“Sod the wine, I want to suck on the writing. This man White is an instinctive writer, bloody rare to find one who actually pulls it off, as in still gets a meaning across with concision. Sharp arbitrage of speed and risk, closest thing I can think of to Cicero’s ‘motus continuum animi.’

Probably takes a drink or two to connect like that: he literally paints his senses on the page.”


DBC Pierre (Vernon God Little, Ludmila’s Broken English, Lights Out In Wonderland ... Winner: Booker prize; Whitbread prize; Bollinger Wodehouse Everyman prize; James Joyce Award from the Literary & Historical Society of University College Dublin)


.

.

.

.

24 November 2016

AUSTRIA INVADES HAHNDORF DOLLINKS


Hahndorf Hill Zsa Zsa Zweigelt Nouveau 2016 
($33; 11.5% alcohol; screw cap)

Now we're talking. The bridge between rosé and more conventional red wine is not attempted by many Australian winemakers: bad experience with dodgy Beaujolais Nouveau in the early 1980s seemed to deter most for life.

And their children.

Only Stephen Hickinbotham had it nailed with his delicious, easy-drinking Cab Mac, which he invented out of irritation at the rubbish Nouveaus the French stacked into Australia in those years when the currency exchange rates made that sort of business possible. But Stephen was killed in a plane crash before that decade ended, and while his Cab Mac brand still hangs about, nobody's really captured the idea as deftly as he did.. 

Zweitgelt is an Austrian variety grown now by Larry Jacobs and Marc Dobson at Hahndorf Hill.
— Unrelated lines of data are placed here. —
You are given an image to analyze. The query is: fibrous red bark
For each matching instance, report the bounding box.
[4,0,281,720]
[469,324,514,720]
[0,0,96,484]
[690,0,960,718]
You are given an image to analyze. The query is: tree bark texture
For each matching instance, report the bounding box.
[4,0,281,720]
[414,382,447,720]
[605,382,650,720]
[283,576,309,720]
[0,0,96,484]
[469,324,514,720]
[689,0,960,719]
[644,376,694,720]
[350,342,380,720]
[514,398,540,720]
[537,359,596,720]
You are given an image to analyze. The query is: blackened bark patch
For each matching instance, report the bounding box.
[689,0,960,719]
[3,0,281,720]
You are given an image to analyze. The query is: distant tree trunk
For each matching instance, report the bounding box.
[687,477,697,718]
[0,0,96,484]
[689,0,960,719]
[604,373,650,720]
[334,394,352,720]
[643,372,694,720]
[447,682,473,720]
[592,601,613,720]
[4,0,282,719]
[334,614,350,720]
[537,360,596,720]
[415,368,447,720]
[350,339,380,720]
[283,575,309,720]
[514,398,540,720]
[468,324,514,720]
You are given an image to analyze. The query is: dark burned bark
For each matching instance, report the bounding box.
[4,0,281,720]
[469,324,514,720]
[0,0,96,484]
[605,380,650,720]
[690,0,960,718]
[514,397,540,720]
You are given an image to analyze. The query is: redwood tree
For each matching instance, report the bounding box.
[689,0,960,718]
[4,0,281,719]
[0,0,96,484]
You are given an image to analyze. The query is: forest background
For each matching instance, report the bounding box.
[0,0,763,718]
To make this lovely flirt of a schlück Larry waits till the stalks have lost their greenness, picks by hand, puts the whole bunches in a tank, covers them with CO2 and lets the whole bunches ferment within their intact skins. Once the ferment was slowing the must was pressed and the wine finished its job during fourteen weeks in old French barrels. 

The wine is cheeky, but it never smells pink and whilst translucent, is not typically rosey in hue. Even its bouquet has plentry of dark tones: it smells a little like black tea leaves and tomato leaf: maybe an entire blackberry bush. It has that lovely nutty, cherry pit flavour typical of wines made by this carbonic maceration technique, and is almost free of tannin: it's that nuttiness that tangles with the acid in the tail that tantalises - if there's fruit apart from cherry, think along the lines of tamarillo, feijoa and pomegranate, but it's never too plump or gushy, dollink. 

You could have this wine in an ice bucket if you wanted. I can imagine it doing heavenly business with spaghetti vongole. Very cool.

Hahndorf Hill Winery Adelaide Hills Blueblood Blaufrankisch 2015 
 ($46; 14% alcohol; screw cap) 

Blaufrankisch, another Austrian red, has grown at Hahndorf Hill for 25 years! (Where'd they go???) While a few other makers are beginning to play with it, the HHW blokes are the grand masters. Their take on it often reminds me of a particularly fruity borscht. 
 
This bouquet is more complex than earlier ones I recall: it has more dark leaf - laurel/black tea/tomato leaves atop the plums and borscht - giving its aroma a velvety feel. It's not shiny. It's deep and sultry. The more I sniff it, the more I detect faint hints of curry, like turmeric, cumin and maybe even the curry tree. It's a tantalising, highly individual wine to inhale.

But it's a drink. And yes, like the bouquet, the drinking is distinctive and individual, and I think, without showing any more weight, it's a little more complex than most other vintages. Call it complex and lithe. Those dark leaves frolic here in the background of the flavour and the fruit: a bacchanale that reminds me of Syd Long's Pan, that early rare Australian art nouveau work in the ArtGallery of New South Wales, which shows the old boy's cloven hairy gang dancing to his pipes with the sylphs: before them is a deep pond of violets and purples and the earthy, swampy, simmering hues of decay.
 
This Blau's a bewdy right now, but it'll really swing in two or three more years. If you're not careful, it'll swing you right into that dark pool, as deep and alluring as beautiful badness itself.